Here are the numbers Philip Rosedale of Linden gave him. These are, I presume, as of Jan 3:


  • 1,525,670 unique people have logged into SL at least once (so now we know: Residents is seeing something a bit over 50% inflation over users.)
  • Of that number, 252,284 people have logged in more than 30 days after their account creation date.
  • Monthly growth in that figure, calculated as the change between last September and last October, was 23%.Those of us who wanted the conversation to be grounded in real numbers owe Kirkpatrick our thanks for helping us get there.These numbers should have two good effects. First, now that Linden has reported, and Kirkpatrick has published, the real figures, maybe we’ll see the press shift to reporting users and active users, instead of Residents.

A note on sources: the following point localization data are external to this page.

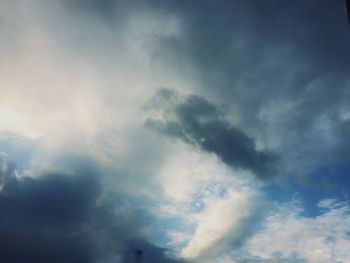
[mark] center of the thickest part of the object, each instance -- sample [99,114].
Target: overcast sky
[163,131]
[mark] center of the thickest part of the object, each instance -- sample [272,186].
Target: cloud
[200,123]
[286,233]
[67,218]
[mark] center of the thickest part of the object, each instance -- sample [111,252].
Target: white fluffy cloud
[288,234]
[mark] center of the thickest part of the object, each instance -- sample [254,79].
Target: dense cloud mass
[63,218]
[255,115]
[201,123]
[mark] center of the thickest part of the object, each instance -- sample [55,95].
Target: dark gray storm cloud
[281,66]
[64,218]
[201,123]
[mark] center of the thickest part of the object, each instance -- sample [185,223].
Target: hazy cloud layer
[257,87]
[64,218]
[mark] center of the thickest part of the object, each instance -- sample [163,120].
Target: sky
[163,131]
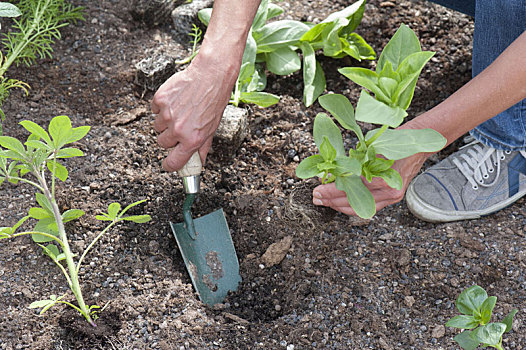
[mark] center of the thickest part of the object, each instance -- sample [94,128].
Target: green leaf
[283,61]
[470,300]
[367,79]
[103,218]
[345,166]
[465,341]
[392,178]
[342,110]
[403,43]
[508,320]
[60,130]
[360,49]
[308,167]
[409,71]
[463,322]
[325,127]
[251,48]
[9,10]
[140,219]
[262,99]
[14,145]
[279,34]
[370,110]
[72,214]
[261,15]
[47,225]
[388,72]
[44,203]
[78,133]
[69,153]
[35,144]
[327,151]
[204,15]
[39,213]
[332,45]
[313,76]
[113,210]
[388,86]
[37,130]
[489,334]
[274,11]
[58,170]
[486,309]
[398,144]
[358,195]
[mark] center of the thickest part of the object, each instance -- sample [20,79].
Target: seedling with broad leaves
[41,156]
[393,85]
[476,309]
[275,45]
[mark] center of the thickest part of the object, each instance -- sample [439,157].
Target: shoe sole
[425,212]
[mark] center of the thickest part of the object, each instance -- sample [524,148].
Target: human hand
[189,107]
[329,196]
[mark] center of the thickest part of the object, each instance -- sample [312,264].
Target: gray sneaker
[475,181]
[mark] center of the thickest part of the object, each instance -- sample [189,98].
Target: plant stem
[376,135]
[75,285]
[92,244]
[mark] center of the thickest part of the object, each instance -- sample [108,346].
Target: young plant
[196,34]
[274,45]
[41,157]
[334,165]
[31,37]
[476,308]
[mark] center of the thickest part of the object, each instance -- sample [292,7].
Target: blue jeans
[497,24]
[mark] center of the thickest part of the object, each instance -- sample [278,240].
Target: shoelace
[478,162]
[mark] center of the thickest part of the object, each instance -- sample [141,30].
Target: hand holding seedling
[190,104]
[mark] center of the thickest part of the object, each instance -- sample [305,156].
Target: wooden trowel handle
[193,167]
[191,174]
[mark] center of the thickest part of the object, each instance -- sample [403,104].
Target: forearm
[226,35]
[495,89]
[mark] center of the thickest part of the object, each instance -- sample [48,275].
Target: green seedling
[196,34]
[376,151]
[41,156]
[31,36]
[275,45]
[476,309]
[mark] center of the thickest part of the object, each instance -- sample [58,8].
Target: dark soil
[388,283]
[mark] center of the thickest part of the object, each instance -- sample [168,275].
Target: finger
[205,148]
[166,139]
[177,158]
[154,106]
[159,124]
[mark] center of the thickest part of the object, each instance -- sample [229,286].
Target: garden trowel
[205,243]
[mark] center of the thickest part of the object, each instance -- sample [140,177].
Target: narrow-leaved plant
[31,36]
[41,156]
[476,309]
[393,84]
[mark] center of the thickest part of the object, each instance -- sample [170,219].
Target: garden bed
[388,283]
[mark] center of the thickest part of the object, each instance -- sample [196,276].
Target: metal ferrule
[192,184]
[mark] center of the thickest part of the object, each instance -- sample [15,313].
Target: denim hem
[491,142]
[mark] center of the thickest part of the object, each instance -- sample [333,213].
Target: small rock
[276,252]
[409,300]
[438,332]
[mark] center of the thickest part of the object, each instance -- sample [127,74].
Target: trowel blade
[210,258]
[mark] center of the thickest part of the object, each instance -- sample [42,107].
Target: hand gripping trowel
[205,243]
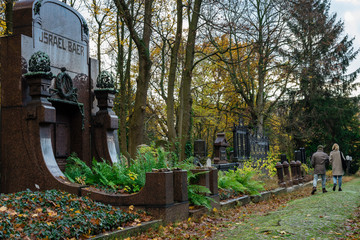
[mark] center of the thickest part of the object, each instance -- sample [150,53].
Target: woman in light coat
[337,168]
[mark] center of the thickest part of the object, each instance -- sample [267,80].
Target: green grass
[320,216]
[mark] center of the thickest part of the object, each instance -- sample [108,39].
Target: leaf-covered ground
[296,215]
[58,215]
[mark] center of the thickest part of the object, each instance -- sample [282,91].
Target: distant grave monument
[248,145]
[220,146]
[51,105]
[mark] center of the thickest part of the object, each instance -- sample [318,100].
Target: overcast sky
[349,12]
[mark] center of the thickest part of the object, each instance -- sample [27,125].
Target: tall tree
[136,132]
[100,11]
[185,92]
[251,35]
[123,73]
[320,108]
[7,12]
[170,111]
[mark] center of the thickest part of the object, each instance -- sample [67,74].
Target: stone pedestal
[294,175]
[105,141]
[280,174]
[298,169]
[287,176]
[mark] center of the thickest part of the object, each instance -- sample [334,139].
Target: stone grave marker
[46,114]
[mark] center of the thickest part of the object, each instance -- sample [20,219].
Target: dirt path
[295,215]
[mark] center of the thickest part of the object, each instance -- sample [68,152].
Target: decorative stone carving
[39,64]
[105,80]
[37,7]
[64,86]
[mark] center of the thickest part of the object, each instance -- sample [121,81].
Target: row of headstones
[289,174]
[257,148]
[248,145]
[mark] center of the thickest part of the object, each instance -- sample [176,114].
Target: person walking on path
[318,161]
[336,161]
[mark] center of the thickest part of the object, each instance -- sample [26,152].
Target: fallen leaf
[3,209]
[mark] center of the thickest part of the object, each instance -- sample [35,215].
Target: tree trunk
[185,98]
[136,133]
[9,4]
[170,111]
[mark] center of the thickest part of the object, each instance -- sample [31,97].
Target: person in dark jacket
[318,161]
[337,168]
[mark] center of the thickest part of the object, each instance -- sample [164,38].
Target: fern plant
[240,182]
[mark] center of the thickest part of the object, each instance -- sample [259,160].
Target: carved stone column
[298,169]
[287,174]
[106,122]
[280,174]
[294,175]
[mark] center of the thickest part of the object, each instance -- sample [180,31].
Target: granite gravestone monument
[47,113]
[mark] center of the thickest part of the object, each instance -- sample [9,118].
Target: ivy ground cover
[59,215]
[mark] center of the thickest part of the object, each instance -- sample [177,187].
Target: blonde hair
[335,146]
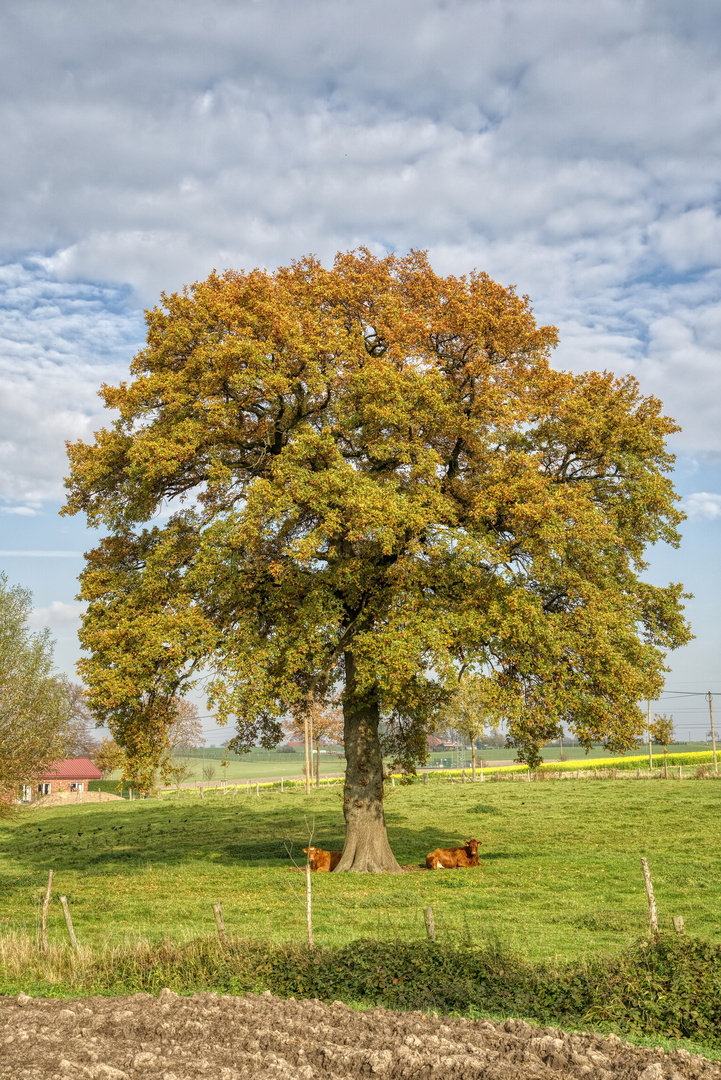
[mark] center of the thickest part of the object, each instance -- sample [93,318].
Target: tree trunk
[367,848]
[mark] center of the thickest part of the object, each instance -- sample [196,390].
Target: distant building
[72,774]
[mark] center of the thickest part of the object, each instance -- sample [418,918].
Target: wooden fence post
[653,917]
[68,921]
[309,919]
[45,905]
[219,925]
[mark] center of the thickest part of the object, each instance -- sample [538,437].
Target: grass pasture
[560,875]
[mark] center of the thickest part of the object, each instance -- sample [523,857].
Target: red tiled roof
[71,768]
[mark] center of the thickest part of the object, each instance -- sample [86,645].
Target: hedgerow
[669,986]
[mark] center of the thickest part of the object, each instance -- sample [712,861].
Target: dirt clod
[264,1038]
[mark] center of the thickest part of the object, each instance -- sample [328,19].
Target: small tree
[109,756]
[470,711]
[80,729]
[661,730]
[325,725]
[35,711]
[178,772]
[186,731]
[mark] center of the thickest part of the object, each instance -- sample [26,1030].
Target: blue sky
[570,149]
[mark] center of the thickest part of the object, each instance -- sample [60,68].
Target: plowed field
[264,1038]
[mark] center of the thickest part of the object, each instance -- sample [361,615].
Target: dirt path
[263,1038]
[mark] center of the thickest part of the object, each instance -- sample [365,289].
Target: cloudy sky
[571,149]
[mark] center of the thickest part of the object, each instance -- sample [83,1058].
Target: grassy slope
[270,764]
[560,872]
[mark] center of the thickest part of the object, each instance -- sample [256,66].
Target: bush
[668,987]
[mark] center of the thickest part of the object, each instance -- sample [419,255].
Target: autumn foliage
[373,478]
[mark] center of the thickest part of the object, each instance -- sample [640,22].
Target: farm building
[72,774]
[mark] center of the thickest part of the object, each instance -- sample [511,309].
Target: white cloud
[58,613]
[571,149]
[703,504]
[57,343]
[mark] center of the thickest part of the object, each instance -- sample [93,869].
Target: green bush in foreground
[670,987]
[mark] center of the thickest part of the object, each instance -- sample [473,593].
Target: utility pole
[710,713]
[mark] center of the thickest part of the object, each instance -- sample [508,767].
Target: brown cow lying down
[321,860]
[450,858]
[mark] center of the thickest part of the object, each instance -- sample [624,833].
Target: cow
[321,860]
[450,858]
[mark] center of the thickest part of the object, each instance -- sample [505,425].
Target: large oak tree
[369,478]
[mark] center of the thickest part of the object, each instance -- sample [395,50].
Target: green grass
[560,874]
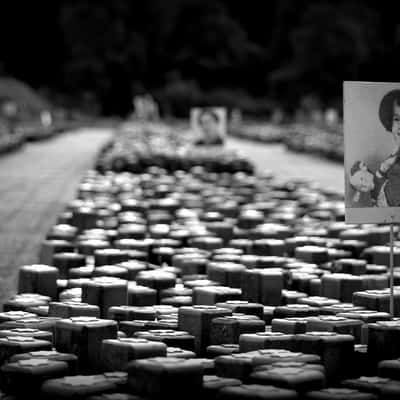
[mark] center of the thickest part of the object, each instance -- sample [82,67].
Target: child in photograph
[209,123]
[387,177]
[362,181]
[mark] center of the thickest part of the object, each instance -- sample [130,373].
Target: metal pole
[391,262]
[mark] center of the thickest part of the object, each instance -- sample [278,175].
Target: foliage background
[250,54]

    Second, we’re no longer going to be asked to stomach absurd claims of size and growth. The ‘2.3 million user/77% growth in two months’ figures would have meant 70 million Second Life users this time next year. 250 thousand and 23% growth will mean 3 million in a year’s time, a healthy number, but not hyperbolic growth.

    We can start asking more sophisticated questions now, like the use pattern of active users, or the change in monthly growth rates, or whether the Residents-users inflation rate is stable, but those questions are for later. Right now, we’ve got enough real numbers to think about for a while.